A calmaria, no entanto, só durava enquanto a lua reinava no céu. Tão logo o sol se levantava, Woobin já estava de pé se preparando para sair sem nem mesmo tomar o café da manhã ou deixar uma despedida para trás.

Cercado por flores e a melancolia solitária de Taeyoung, Minhee muitas vezes se perguntava se não seria a hora de partir. Simplesmente sair pela porta com a roupa do corpo, deixando tudo sem olhar para trás.

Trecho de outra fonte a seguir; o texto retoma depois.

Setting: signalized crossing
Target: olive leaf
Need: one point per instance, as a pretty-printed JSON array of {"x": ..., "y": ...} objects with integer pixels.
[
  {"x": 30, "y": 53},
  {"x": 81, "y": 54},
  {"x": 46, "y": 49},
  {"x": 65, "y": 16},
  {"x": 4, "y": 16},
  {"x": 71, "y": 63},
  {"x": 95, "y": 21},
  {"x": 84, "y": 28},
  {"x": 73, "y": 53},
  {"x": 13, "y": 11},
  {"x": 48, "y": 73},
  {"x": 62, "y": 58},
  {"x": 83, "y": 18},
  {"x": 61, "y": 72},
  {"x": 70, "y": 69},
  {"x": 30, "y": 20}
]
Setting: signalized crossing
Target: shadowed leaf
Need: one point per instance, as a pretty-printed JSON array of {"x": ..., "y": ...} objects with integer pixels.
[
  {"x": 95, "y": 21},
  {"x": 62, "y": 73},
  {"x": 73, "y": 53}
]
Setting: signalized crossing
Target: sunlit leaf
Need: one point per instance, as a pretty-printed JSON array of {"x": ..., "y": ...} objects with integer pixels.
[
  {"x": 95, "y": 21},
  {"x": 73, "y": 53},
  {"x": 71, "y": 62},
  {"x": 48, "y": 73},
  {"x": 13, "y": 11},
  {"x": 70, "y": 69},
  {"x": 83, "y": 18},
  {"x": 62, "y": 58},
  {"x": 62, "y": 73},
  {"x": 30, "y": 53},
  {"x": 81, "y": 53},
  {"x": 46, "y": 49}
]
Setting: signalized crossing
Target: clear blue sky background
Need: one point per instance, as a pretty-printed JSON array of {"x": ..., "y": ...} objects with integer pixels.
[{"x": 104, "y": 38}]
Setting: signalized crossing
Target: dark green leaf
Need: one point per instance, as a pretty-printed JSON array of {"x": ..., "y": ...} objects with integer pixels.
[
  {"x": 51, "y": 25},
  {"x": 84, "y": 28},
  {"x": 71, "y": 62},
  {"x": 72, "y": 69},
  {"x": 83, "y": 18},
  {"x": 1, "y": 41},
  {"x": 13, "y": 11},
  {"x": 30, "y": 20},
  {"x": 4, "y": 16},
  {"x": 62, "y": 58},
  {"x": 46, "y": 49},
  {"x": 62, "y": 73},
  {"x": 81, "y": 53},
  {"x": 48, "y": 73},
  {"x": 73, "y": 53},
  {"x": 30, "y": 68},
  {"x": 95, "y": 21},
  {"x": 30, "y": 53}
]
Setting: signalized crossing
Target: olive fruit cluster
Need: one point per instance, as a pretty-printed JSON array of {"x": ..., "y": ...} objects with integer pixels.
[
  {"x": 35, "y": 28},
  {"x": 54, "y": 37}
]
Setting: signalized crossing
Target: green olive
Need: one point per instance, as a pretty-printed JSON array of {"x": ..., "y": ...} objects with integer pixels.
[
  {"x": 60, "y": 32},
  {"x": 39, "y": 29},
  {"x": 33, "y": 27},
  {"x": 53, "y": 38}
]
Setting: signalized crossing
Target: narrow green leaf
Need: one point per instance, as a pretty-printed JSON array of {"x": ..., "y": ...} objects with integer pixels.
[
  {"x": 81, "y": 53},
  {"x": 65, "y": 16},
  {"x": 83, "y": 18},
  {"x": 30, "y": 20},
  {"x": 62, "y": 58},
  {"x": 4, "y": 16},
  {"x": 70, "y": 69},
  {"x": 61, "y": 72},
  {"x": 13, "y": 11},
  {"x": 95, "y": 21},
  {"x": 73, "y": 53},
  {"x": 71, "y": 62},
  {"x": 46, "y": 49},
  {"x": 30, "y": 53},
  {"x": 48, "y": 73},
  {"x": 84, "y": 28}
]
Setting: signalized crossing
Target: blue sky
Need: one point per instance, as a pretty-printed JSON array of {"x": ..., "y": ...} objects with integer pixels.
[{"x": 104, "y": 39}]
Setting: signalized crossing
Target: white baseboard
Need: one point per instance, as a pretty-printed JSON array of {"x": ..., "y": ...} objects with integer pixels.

Como último ingrediente adicionado àquela mistura, Minhee sentia em seu coração a necessidade de fazer. Fazer mais. Aturar o cheiro por vezes nauseante da casa, o pó cobrindo calhamaços nos banheiros, as provocações de Jungmo e, o que mais o tirava do sério, os palpites despejados de um Wonjin sem cerimônias ou papas na língua.

Sentimentos frios tomavam as pontas dos dedos de Minhee como um presságio de dias perigosos e falhas antropológicas. Ele não queria partir. Desacostumara-se a tomar leite de banana sozinho; a viver numa casa monocromática; aos lençóis frios fazendo pouco para esquentar seus pés inquietos.

1974 fora o ano de seu renascimento. Desde muito jovem, Minhee juntava todo tipo de coisa, de discos empoeirados a globos de neve rachados, tentando em vão aplacar a náusea profunda que sentia desde... desde sempre. Encontrar Taeyoung e Woobin em meio às folhas quebradiças do outono tinha sido um oásis no meio de seu deserto pessoal de caixas de música desafinadas.

Tão pouco tempo havia se passado, e ele sentia-se habituado a viver caminhando em nuvens cheirosas e macias, a náusea banida para sempre de sua vida — ou assim queria acreditar. Minhee morria um pouco com cada silêncio carregado da casa. Ultimamente, ele morria todos os dias.

"Não dê nenhum passo em falso, você pode cair na boca aberta do leão e então... então você desejará estar num deserto escaldante, nas águas traiçoeiras do pacífico... em qualquer lugar que não a prisão solitária e carnívora" divagou certo dia após ter conselhos amorosos solicitados por um Hyeongjun com as mãos secas de desejo por Serim.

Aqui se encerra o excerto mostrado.